The all-party parliamentary group on smoking and health, ASH, the British Heart Foundation, Cancer Research UK, the Royal College of Physicians and many others are calling on the Government to adopt their road map to a smoke-free 2030. That would include the creation of a smoke-free 2030 fund, into which tobacco manufacturers would be legally required to give funds to finance the action needed to achieve the smoke-free 2030 goal.

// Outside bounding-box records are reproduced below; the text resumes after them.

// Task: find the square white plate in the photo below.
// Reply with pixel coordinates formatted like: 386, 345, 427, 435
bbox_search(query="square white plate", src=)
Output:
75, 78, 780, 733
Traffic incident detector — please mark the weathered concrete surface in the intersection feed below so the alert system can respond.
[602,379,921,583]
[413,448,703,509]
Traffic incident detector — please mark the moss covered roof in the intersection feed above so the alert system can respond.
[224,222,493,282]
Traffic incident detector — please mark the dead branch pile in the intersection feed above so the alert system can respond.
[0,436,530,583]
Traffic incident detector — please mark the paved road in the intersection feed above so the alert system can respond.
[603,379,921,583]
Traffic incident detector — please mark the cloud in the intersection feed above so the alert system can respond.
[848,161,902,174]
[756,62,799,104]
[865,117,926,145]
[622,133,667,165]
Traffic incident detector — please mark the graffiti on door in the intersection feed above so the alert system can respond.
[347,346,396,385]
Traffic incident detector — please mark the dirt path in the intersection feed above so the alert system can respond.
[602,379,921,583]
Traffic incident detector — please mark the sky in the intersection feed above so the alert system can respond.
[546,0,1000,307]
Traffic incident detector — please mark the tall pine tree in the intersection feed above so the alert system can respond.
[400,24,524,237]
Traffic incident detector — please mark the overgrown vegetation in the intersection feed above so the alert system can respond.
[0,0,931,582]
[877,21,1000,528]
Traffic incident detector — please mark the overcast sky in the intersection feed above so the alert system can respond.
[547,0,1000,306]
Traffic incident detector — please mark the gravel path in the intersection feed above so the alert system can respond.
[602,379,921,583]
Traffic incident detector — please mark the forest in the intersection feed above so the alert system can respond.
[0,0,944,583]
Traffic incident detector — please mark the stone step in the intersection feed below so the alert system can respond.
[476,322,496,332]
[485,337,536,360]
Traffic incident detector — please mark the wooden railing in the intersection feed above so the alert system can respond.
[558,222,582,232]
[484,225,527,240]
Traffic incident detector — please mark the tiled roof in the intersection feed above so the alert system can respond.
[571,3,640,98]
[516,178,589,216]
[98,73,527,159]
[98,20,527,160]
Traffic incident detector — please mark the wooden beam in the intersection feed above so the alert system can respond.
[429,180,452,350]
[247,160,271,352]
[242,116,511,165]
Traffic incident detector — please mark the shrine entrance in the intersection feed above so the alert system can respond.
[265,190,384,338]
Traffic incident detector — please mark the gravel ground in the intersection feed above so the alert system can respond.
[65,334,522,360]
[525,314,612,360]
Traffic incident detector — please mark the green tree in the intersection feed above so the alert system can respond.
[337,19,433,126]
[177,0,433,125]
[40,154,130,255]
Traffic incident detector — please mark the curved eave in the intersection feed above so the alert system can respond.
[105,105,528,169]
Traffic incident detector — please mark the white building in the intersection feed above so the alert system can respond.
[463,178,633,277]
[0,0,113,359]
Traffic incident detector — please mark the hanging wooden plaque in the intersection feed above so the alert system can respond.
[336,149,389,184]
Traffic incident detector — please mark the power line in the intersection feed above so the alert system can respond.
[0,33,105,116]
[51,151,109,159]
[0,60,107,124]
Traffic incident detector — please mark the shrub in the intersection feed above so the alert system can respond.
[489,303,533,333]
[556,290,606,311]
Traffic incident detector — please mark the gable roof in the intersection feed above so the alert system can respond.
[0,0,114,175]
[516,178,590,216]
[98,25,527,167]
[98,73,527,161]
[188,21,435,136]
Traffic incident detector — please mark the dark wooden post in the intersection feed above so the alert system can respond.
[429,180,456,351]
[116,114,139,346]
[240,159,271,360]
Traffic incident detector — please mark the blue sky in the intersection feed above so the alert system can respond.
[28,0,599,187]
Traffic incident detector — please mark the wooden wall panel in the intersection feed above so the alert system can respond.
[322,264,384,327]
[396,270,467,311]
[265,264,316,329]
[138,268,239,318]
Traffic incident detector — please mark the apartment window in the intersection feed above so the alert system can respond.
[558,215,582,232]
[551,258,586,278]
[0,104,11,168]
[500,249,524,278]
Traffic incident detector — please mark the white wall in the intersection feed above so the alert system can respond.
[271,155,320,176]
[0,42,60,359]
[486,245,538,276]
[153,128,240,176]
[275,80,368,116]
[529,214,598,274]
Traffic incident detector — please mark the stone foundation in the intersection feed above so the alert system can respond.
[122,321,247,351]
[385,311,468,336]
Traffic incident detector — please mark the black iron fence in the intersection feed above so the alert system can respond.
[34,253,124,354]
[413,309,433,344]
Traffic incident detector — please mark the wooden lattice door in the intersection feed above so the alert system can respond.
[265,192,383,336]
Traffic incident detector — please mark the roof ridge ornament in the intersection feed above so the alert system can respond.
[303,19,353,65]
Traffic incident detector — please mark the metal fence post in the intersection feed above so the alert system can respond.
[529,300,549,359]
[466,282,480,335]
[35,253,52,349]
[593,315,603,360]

What consideration have the Government given to the road map to a smoke-free 2030 and, in particular, the proposal that there should be some kind of levy on tobacco manufacturers? In the same way as the sugar tax was hypothecated to tackle obesity, what consideration have the Government given to introducing a hypothecated levy to take action to eliminate smoking?
Clause 80 increases the duty charge on all tobacco products by RPI inflation plus 2% in line with the tobacco duty escalator. In addition, the duty on hand-rolling tobacco will rise by an additional 4% to 6% above RPI inflation this year.
Smoking rates in the UK are falling, but they are still too high. Around 14% of adults are smokers. We have ambitious plans to reduce that still further, as set out by the Department of Health and Social Care in its tobacco control plan. That includes a commitment to continue the policy of maintaining high duty rates for tobacco products to improve public health. The UK has comprehensive tobacco control legislation, which is the envy of the world. However, smoking is still the single largest cause of preventable illness and premature death in the UK. It accounts for around 100,000 deaths per year and kills about half of all long-term users. According to Action on Smoking and Health, smoking costs society almost £14 billion per year, including £2 billion in costs to the NHS of treating disease caused by smoking.
At the Budget, my right hon. Friend the Chancellor announced that the Government were committed to maintaining the tobacco duty escalator until the end of the Parliament. The clause therefore specifies that the duty charged on all tobacco products will rise by 2% above RPI inflation. In addition, duty on hand-rolling tobacco will rise by an additional 4% to 6% above RPI inflation this year. The clause also specifies that for the minimum excise tax—the minimum amount of duty to be paid on a pack of cigarettes—the specific duty component will rise in line with cigarette duty.
The new tobacco duty rates will be treated as taking effect from 6 pm on the day they were announced:
I turn to amendment 11, which is designed to place a statutory requirement on my right hon. Friend the Chancellor to review the public health effects of changes to tobacco duty. The Chancellor assesses the impact of all potential changes in his Budget considerations every year. The tax information and impact note published alongside the Budget announcement sets out the Government’s assessment of the expected impacts. The Government are committed to improving public health by reducing smoking prevalence, and we co-ordinate these efforts through the tobacco control delivery plan 2017 to 2022, which also provides the framework for robust and ongoing policy evaluation. Accordingly, we review our duty rates at each fiscal event to ensure that they continue to meet our two objectives of protecting public health and raising revenue for vital public services.
I hope that reassures the Committee, and I ask Members to reject the amendment. The clause will continue our tried and tested policy of using high duty rates on tobacco products to make tobacco less affordable and continue the reduction in smoking prevalence, thus reducing the burden that smoking places on our public services.
On the point about a tobacco levy, I believe the Government laid out their position on introducing a levy in 2015. We do not believe a levy is an effective way to raise revenue or protect public health.